Indeed, if Christ were an investor, and landed in Kenya on a Sunday, our broadcast owners and programmers would bag handsome dividends. Our preachers would be promoted, from pastor to bishop to pope …and perhaps another title on earth would be created. And Christ would declare Kenya, a friendly coalition partner against the axis of evil.
Yet, this euphoria is ephemeral. It is like the rush you get after downing caffeine. Its why, the hype fizzles come Monday; then our broadcasters recoil to their secular, evocative, seductive programming- just as Kenyans throng to the twine of routine vicious and devious schemes.
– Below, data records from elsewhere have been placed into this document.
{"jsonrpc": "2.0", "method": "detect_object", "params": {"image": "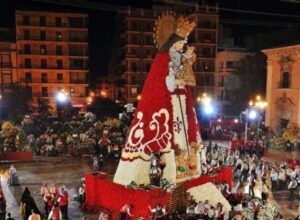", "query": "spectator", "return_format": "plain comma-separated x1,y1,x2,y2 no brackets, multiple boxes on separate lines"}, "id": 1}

28,210,41,220
6,212,15,220
120,204,133,220
48,205,62,220
0,193,6,220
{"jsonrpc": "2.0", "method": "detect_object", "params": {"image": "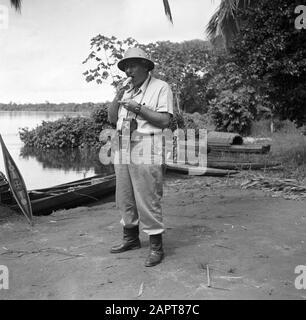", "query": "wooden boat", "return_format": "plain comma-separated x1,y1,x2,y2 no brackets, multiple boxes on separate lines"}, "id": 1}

1,174,116,215
166,163,238,177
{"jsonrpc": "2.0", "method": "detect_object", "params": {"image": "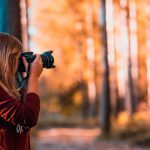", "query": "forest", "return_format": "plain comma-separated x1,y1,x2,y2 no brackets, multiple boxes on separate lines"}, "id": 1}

0,0,150,150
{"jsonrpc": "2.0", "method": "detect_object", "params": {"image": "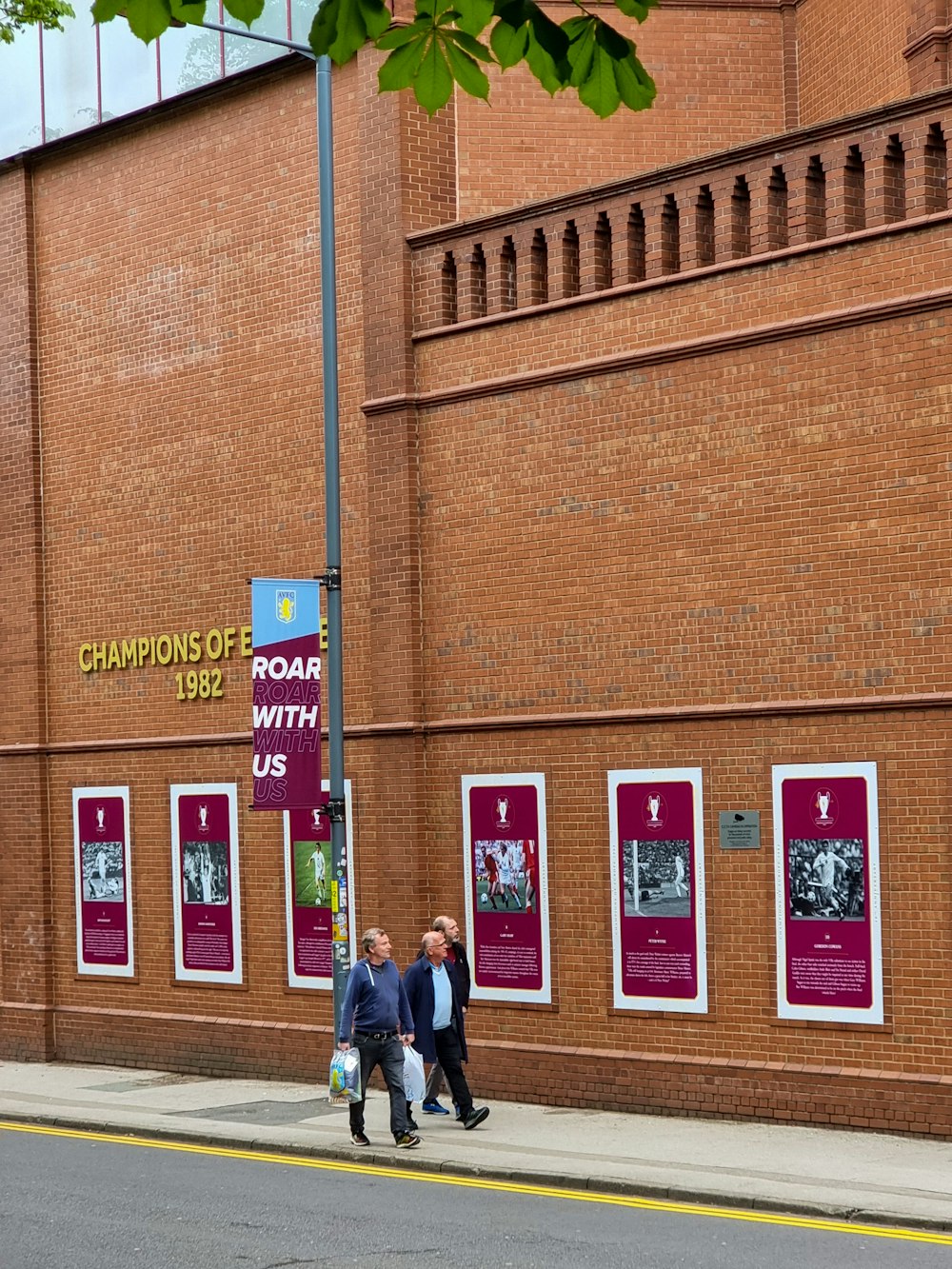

Here, they extort cash, swing spouses, corrupt, are corrupted, and even spool in the ecstasy of other’s tribulations, what the Germans call schadenfreude.
Worldly escapades
Let’s see -before Sunday, our TV and radio, surf on the crest of worldly escapades. That is why the ‘Holy Sunday’ scheme by the stations is akin to having dingy brothel, complete with a casino on the side, chocking tobacco smoke, beer, sex orgies – a deluge of vulgarities. Yet, when the clock strikes mid-night Saturday, it is converted into a cathedral.
But no doubt, the broadcaster is a perfect mirror of our society –only on Sunday are we ‘holy.’ We massage our twisted egos by trooping to the millions of churches sprouting on every nook and cranny, in our Sunday best, clutching the Bible. And the media, true to scholar, Marshal McLuhan, are indeed the ultimate masseurs. In fact, society is cognisant of the power of the media whose endorsement is the gospel truth. The broadcasters know that we are hypocrites and helps as to “feel nice” on Sunday. You see, mostly, the media is shy from deconstructing your beliefs and rather maintains a consistent framing of issues that are in sync with your viewpoint.
After all, the religion staple is a delicious bait to catch big audiences through cheap programming; it translates to a fat check. And our inadequacies are simply a treasure trove for the streetwise media. And aha, folks, there goes the catch, its at the alter of commerce, that the societal hypocritical enterprise is let to thrive – just.
That is why, when we chose to commoditise and peddle Christ in the high streets and virtual churches, the media man loved it, grabbed the idea and imitated society for that. This scheme also tells the audience, “Don’t worry, your impish weekly expedition, matter less, as long as on Sunday you create a semblance of holiness.” this covert structural construction and perpetuation of hypocrisy is worrying.
Living a lie
The Sunday gospel frenzy vide broadcast is designed to fumigate our soiled and bloodied hands and hearts; we are by extension massaging the gluttonous monster that will ultimately gobble us. Indeed, the incongruity of our society, and the massage we get on Sundays, polished by TV and radio, has rendered a nation into an infinite cycle of living a lie. We may not get a chance of redemption.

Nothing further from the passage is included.